De plus, son gouvernement est composé de trois factions aux programmes politiques totalement différents: les conservateur·ices traditionnel·les, les patron·nes néolibéraux·ales de la tech et les nationalistes MAGA. Ces factions sont en désaccord sur tous les sujets, des taxes douanières à la sécurité sociale. Steve Bannon, ex-leader de l’aile MAGA, a déjà dénoncé Musk et ses acolytes comme des «oligarques techno-féodaux» et s’est engagé à «briser ces types».
Pour l’instant, toutes les factions sont loyales, espérant que leur dirigeant les écoutera et adoptera leur politique. Trump est donc coincé et doit jouer l’équilibriste. Trop pencher dans une direction ou l’autre pourrait les faire s’écrouler cette fragile unité.
Plus important encore: Trump n’a pas de solution aux griefs de la vaste majorité. De fait, il ne fera qu’aggraver leurs problèmes, en exacerbant les inégalités sociales et de classe par des réductions d’impôts pour les riches, des licenciements de fonctionnaires et l’annihilation des programmes sociaux et environnementaux.
Il intensifiera également les problèmes systémiques du capitalisme étasunien, qui sont à l’origine de la colère populaire. Par exemple, ses taxes douanières et ses déportations massives feront grimper l’inflation et pourraient déclencher une récession, ce qui attisera l’opposition à son régime.
Excès et résistance
Enfin, dans sa course effrénée pour mettre en œuvre son programme avant les élections de mi-mandat, Trump dépassera les bornes et provoquera une opposition massive. Déjà, son ordre de suspendre toutes les subventions et aides fédérales, qui a tout bloqué, de Medicaid aux prêts étudiants, a provoqué l’opposition des universités, des ONG et de l’opinion publique, ce qui l’a conduit à l’annuler, pour l’instant.
Il est difficile de prédire ce qui déclenchera la résistance, mais elle surviendra. Les travailleur·ses, les opprimé·es et les étudiant·es qui ont connu des vagues de lutte sociale et de classe, d’Occupy à Black Lives Matter, en passant par les grèves, illégales, des enseignant·es dans les États républicains, les manifestations de masse pour le climat et les manifestations de solidarité avec la Palestine, ne resteront pas longtemps silencieux·ses.

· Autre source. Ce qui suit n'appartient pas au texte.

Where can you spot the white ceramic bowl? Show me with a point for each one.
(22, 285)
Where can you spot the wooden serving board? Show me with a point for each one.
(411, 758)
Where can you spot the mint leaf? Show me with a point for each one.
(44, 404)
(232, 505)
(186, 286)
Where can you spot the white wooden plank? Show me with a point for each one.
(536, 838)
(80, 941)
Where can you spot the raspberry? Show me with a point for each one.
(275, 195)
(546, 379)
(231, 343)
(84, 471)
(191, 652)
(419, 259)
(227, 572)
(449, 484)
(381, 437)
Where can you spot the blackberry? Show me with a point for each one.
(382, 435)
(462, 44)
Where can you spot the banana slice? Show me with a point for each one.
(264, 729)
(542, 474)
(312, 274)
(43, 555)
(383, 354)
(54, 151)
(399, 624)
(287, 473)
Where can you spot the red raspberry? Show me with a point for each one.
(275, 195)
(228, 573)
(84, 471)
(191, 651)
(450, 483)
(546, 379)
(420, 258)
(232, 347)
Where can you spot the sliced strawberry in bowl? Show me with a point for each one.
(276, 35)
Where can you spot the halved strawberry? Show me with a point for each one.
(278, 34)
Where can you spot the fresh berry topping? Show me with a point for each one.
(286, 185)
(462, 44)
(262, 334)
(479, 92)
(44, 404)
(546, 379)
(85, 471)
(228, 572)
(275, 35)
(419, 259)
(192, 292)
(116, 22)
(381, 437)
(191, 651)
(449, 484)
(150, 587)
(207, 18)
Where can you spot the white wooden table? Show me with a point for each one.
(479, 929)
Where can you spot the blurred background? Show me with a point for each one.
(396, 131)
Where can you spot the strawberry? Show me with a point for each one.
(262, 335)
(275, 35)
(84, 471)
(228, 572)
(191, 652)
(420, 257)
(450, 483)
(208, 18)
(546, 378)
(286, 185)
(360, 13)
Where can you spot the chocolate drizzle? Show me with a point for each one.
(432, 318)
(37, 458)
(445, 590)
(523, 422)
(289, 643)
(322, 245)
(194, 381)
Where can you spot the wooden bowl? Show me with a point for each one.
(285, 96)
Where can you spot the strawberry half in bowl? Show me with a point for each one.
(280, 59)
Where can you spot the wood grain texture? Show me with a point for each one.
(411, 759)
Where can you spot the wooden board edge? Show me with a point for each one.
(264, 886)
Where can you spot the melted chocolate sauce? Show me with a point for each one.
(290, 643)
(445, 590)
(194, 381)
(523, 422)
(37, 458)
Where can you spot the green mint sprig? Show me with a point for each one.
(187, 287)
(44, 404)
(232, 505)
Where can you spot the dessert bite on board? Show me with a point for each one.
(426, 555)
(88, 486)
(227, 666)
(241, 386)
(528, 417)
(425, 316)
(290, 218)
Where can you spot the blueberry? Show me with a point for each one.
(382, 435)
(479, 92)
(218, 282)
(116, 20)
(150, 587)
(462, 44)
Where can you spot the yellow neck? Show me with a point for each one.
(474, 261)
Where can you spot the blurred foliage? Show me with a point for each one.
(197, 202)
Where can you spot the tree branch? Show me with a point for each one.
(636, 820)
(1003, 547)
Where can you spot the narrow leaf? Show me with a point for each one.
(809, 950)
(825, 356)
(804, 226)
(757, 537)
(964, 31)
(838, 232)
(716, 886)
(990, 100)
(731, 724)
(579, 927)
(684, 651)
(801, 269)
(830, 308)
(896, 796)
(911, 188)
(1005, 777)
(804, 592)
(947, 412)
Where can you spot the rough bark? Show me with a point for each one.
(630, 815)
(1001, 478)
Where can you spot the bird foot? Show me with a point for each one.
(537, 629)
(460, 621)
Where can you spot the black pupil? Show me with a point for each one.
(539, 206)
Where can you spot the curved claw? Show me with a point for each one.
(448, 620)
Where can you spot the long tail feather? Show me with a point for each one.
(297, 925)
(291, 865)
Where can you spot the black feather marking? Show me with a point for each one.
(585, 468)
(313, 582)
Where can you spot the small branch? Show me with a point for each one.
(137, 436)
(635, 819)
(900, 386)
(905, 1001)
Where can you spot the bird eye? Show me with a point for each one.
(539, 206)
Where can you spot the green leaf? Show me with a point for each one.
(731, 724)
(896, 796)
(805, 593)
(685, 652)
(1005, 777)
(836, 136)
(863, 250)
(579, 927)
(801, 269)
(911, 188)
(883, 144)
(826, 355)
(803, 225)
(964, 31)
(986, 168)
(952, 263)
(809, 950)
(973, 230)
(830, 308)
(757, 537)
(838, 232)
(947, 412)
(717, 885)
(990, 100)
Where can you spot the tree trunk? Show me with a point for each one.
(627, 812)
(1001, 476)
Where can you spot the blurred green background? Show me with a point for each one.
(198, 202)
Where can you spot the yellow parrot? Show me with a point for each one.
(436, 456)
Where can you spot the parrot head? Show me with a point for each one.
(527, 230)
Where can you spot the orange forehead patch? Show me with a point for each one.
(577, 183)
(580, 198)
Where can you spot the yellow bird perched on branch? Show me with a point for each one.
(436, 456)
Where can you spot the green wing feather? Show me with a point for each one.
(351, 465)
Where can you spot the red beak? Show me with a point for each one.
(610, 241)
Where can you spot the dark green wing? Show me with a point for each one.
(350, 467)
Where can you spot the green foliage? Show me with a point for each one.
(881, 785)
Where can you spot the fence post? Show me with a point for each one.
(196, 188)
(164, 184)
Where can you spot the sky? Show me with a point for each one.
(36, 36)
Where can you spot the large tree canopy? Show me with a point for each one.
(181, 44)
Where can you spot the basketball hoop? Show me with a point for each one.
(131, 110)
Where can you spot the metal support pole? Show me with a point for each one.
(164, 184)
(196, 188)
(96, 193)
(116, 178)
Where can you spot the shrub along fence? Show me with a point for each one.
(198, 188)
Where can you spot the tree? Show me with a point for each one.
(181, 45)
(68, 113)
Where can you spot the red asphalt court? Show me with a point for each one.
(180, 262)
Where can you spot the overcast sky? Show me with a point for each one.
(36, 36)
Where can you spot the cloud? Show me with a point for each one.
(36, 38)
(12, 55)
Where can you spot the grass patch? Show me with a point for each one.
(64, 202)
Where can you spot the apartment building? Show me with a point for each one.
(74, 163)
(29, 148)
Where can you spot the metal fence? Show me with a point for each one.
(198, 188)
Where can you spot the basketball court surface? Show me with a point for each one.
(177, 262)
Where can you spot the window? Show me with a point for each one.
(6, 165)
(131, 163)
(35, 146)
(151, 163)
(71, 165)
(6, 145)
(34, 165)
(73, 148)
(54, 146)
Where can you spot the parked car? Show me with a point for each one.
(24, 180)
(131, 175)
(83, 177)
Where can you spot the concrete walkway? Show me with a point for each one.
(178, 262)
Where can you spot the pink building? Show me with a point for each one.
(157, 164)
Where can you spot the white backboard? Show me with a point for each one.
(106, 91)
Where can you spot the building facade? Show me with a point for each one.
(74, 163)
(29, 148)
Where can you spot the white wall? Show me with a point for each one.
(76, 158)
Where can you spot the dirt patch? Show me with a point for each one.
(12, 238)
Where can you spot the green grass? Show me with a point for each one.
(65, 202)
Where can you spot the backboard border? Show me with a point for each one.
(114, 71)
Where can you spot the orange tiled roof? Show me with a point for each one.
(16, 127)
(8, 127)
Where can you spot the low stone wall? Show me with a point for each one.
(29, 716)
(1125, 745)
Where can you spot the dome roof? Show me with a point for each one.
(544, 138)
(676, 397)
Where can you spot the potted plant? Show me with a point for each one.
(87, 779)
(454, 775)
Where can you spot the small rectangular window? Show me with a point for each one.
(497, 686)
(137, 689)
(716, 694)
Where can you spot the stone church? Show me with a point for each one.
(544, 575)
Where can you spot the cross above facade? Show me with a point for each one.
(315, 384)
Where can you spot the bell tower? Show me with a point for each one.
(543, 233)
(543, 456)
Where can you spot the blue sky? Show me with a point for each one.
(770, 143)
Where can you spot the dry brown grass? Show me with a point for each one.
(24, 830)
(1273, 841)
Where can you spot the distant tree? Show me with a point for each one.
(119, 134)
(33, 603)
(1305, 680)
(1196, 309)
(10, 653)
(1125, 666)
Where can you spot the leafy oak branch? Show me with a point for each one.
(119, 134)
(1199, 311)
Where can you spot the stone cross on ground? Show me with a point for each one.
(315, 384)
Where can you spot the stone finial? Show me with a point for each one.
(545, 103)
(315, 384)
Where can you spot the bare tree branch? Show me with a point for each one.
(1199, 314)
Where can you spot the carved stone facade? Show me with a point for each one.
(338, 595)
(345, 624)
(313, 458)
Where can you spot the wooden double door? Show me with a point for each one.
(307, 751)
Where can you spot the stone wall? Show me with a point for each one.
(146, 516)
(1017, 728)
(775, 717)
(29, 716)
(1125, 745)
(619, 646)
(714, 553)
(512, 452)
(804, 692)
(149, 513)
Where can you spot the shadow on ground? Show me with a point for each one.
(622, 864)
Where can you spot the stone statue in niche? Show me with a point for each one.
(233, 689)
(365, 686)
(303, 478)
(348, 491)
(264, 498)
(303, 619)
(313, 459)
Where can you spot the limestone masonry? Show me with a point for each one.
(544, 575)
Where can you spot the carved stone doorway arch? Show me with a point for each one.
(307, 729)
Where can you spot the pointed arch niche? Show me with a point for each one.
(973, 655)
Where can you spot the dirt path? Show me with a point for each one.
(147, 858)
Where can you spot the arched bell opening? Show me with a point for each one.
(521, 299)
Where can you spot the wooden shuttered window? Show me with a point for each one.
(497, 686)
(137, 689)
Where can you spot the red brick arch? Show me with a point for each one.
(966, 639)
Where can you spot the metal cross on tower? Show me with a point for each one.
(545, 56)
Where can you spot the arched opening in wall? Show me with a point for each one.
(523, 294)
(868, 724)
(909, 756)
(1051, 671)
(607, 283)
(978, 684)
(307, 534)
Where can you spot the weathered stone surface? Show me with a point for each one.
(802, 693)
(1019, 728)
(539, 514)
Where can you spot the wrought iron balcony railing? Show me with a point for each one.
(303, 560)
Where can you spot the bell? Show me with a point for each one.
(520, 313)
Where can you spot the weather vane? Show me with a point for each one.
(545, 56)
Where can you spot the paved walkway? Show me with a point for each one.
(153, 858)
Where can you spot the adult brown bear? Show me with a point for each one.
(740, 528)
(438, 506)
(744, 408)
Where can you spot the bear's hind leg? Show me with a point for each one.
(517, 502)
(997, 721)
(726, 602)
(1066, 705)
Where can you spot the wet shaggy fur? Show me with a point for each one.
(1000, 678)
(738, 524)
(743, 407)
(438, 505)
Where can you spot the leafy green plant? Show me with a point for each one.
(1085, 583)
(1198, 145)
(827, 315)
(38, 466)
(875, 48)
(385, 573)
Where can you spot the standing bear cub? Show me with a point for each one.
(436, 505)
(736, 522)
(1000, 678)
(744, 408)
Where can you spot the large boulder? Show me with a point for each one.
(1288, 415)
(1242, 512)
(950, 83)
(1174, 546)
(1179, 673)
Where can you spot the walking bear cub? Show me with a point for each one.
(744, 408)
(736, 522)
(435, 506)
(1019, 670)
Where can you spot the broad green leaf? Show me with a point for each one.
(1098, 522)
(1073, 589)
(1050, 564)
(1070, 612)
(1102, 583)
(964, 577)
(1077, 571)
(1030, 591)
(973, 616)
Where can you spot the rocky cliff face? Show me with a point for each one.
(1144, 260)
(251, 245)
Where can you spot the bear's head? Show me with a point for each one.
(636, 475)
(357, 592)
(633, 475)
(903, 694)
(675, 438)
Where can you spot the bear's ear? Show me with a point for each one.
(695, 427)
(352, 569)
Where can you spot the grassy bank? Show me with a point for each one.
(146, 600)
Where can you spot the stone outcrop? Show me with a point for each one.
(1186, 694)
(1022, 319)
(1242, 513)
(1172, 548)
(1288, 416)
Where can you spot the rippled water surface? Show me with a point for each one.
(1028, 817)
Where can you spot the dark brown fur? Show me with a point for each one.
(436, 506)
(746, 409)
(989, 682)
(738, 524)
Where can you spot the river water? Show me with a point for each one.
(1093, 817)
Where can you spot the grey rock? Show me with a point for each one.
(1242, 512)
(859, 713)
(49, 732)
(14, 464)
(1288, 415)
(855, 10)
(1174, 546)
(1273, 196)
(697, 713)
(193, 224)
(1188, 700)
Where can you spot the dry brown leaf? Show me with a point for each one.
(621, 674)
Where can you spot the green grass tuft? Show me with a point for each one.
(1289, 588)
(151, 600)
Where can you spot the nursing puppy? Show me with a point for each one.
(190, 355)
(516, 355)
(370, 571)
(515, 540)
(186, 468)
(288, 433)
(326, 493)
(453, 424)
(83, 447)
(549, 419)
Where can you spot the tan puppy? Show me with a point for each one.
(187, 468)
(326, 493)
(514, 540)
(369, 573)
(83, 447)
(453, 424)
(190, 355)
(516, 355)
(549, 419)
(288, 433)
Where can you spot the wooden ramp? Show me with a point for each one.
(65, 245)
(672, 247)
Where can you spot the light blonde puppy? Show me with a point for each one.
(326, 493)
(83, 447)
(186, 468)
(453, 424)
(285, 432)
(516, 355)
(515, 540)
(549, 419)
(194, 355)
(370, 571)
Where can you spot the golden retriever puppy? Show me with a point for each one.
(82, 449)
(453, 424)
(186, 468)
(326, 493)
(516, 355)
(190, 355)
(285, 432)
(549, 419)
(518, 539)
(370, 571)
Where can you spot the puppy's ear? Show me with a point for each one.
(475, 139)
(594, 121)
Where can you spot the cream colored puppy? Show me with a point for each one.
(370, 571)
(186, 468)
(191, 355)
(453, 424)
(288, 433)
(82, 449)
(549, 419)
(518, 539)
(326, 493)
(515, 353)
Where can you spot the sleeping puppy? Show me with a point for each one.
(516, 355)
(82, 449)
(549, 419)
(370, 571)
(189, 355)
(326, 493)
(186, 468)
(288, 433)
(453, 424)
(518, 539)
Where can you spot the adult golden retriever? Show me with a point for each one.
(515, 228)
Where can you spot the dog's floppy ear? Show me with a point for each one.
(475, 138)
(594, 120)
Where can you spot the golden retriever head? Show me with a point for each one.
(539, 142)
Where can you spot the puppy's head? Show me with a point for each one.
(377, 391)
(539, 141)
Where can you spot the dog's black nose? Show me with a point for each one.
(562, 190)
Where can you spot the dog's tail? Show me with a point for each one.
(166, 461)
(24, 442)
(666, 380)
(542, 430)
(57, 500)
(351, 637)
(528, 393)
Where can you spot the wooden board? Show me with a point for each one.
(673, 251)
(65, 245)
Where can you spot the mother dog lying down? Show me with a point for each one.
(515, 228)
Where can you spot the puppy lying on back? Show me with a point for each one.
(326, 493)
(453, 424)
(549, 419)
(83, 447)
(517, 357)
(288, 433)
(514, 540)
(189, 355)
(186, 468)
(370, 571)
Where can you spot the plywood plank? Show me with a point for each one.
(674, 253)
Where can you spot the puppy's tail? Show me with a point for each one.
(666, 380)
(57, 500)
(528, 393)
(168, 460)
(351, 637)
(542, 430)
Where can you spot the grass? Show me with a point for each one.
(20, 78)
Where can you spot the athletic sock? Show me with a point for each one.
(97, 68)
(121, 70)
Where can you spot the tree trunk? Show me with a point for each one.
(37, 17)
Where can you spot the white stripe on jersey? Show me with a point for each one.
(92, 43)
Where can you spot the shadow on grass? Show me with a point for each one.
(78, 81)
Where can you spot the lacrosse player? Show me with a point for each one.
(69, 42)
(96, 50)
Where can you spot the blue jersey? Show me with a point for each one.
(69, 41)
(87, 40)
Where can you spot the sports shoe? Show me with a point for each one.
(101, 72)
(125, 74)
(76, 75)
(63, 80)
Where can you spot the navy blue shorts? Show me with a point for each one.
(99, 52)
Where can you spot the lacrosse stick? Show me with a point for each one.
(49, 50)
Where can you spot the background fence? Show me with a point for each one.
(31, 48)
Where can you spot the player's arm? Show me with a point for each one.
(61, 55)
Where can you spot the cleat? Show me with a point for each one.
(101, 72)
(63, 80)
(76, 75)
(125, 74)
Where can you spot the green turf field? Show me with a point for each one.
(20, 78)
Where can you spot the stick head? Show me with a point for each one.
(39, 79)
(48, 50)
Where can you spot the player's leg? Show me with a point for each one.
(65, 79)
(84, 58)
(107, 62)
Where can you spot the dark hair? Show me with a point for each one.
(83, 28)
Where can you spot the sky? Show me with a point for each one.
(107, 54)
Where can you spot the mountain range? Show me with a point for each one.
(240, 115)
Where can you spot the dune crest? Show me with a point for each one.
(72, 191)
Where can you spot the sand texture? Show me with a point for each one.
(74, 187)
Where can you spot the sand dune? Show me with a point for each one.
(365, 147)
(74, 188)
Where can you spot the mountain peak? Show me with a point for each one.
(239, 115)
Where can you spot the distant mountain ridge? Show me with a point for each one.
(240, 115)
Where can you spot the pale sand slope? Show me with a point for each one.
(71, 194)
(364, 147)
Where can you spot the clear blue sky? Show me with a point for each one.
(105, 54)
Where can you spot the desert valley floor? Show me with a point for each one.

Les excès de Trump transformeront à un moment donné le feu souterrain des campagnes défensives en un feu follet de résistance. Pleinement conscient de cela, il a promis d’utiliser non seulement la police, mais aussi l’armée et les émeutier·es qu’il a libéré·es de prison pour réprimer les manifestations et les grèves.
Pour l’instant, la gauche étasunienne doit mettre en place des campagnes défensives contre les attaques visant les travailleur·ses et tous les groupes opprimés et organiser de nouvelles infrastructures démocratiques pour la résistance – des groupes de base dans les syndicats et de nouvelles organisations et coalitions ouvertes. Et nous devons plaider pour que ces dernières restent politiquement indépendantes et engagées dans la lutte pour leurs revendications, quel que soit le pouvoir en place.
Enfin, la gauche doit commencer le dur travail de construction d’un nouveau parti de travailleur·ses et d’opprimé·es pour défier à la fois le Parti républicain d’extrême droite de Trump et le Parti démocrate de l’establishment capitaliste afin de leur disputer le pouvoir dans les urnes, dans les communautés et, surtout, sur les lieux de travail. Notre tâche est d’aider à mener ces luttes vers un combat pour une société et un monde qui donne la priorité aux personnes et à l’environnement.